AML: Your first steps


Decide who is the appropriate person to be your AML/CFT Compliance Officer. It is essential for any successful AML/CFT programme that your Compliance Officer has the on-going support of the organisation at the executive level, and the ability to report to that executive.


Consider what additional resources may be required to support that individual?


One of the first steps you will need to do is in establishing your AML/CFT programme is defined by Section 58(1) which requires that you undertake an assessment of the risk your business may reasonably expect.


Does our business have the experience or in-house capability to undertake this assessment in a robust and honest manner ? Your AML / CFT Risk Assessment will be a core company document going forward. If you do require assistance are several companies offering AML consulting services. Infolog does not offer these services.

AML risk assessment requirements

Your risk assessment must be in writing and must address the following issues:

  • Identify the risks faced by the company in the course of its business.
  • Describe how the company will ensure the assessment remains current.
  • Enable the company to determine the level of risk involved in relation to relevant obligations under the Act.

In assessing risk, your business must have regard to the following:

  • The type, nature, size and complexity of your business.
  • The products and services offered.
  • The methods by which you deliver products and services to customers.
  • The types of customers you deal with.
  • The countries you deal with.
  • The institutions you deal with.
  • Any applicable guidance material produced by the AML/CFT Supervisors.
  • Any other factors that may be provided for in regulations.

Taking the next step.

You will need to execute on how you will meet the requirements identified in your risk assessment. You do have options and your decision may be based on the timeframe for compliance, your lack of current skills, and the need to control costs.

  • Section 34 allows for the use of an Agent to conduct customer due diligence procedures.
  • You can operate and meet all AML / CFT requirements in house.
  • You can utilise a blended service using both options as above.
  • Or you may use an Agent until your internal capability is in place.

One of the services Infolog works with and recommends is Trust Integrity and Compliance Company (TIC)

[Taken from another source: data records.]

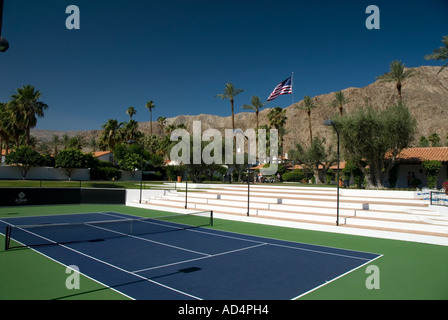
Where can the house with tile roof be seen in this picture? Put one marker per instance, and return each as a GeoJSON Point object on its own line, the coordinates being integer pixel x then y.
{"type": "Point", "coordinates": [410, 165]}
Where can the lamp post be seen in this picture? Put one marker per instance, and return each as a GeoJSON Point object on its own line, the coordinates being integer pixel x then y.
{"type": "Point", "coordinates": [129, 142]}
{"type": "Point", "coordinates": [4, 45]}
{"type": "Point", "coordinates": [333, 124]}
{"type": "Point", "coordinates": [248, 170]}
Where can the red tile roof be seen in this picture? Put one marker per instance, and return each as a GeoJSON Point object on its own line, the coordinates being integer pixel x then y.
{"type": "Point", "coordinates": [416, 155]}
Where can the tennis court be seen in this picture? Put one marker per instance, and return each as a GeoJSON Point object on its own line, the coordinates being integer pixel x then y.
{"type": "Point", "coordinates": [184, 258]}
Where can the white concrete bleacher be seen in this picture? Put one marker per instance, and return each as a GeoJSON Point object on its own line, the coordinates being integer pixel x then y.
{"type": "Point", "coordinates": [401, 215]}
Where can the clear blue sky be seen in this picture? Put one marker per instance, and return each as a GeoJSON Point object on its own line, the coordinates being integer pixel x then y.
{"type": "Point", "coordinates": [181, 53]}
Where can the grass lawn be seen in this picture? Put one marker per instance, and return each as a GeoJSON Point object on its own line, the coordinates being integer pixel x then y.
{"type": "Point", "coordinates": [407, 270]}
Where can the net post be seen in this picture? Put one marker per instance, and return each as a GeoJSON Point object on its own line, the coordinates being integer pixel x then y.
{"type": "Point", "coordinates": [211, 218]}
{"type": "Point", "coordinates": [7, 237]}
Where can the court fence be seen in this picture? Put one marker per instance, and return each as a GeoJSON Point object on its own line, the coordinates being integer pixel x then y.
{"type": "Point", "coordinates": [17, 196]}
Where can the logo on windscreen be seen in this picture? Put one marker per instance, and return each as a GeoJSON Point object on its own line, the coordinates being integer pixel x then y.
{"type": "Point", "coordinates": [21, 198]}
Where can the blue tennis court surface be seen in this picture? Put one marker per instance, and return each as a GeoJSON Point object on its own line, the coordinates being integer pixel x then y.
{"type": "Point", "coordinates": [173, 262]}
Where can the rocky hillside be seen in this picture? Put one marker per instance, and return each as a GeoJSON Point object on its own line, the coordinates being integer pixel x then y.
{"type": "Point", "coordinates": [426, 95]}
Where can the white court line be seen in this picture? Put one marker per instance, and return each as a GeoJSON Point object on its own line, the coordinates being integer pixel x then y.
{"type": "Point", "coordinates": [205, 256]}
{"type": "Point", "coordinates": [200, 258]}
{"type": "Point", "coordinates": [113, 266]}
{"type": "Point", "coordinates": [334, 279]}
{"type": "Point", "coordinates": [274, 244]}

In-house AML / CFT operation

Your risk asessment must be in writing and must address the following issues:

  • Consider what procedures will need to be applied firm-wide, and or to specific teams.
  • Consider any need to implement and change the IT system or business processes to align with your AML/CFT obligations.
  • Should your customer due diligence (CDD) be centralised or implemented by front-line staff?
  • What process will you use for the collation of the data in respect of existing customers?
  • Avoid re-identification of the same individuals. Where an individual is linked to multiple entities you handle, specify a process where the AML/KYC identification requirements for that individual can be linked to the multiple entities.

AML Staff

Under section 57(b) of the AML/CFT Act, Senior Managers, the Compliance Officer and all staff involved in AML/CFT duties must be trained in AML/CFT matters such as the following:

  • Relevant AML/CFT legislation and any changes to legislation.
  • Your organisations AML/CFT risks as identified during your Risk Assessment.
  • The current operation of your AML/CFT Programme, including reporting lines. This is important as a Reporting Entity must submit the Report with the Financial Intelligence Unit no later than three working days after forming the suspicion.
  • AML training should be provided at the start of employment, and then annually.

Your AML programme must also set out your procedures, policies and controls for vetting senior managers, your compliance officer and any other employees who will conduct AML/CFT duties.

  • The purpose of vetting is to avoid hiring a person who may themselves pose an AML/CFT risk. Vetting involves checking someone’s background to determine suitability for an AML position, making sure they are who they say they are, and checking that the information they have provided is correct.
  • The training requirements may dictate that you centralise your AML/CFT activities at first then roll out as training of staff progresses. Again the option of outsourcing AML/CFT activities could be considered.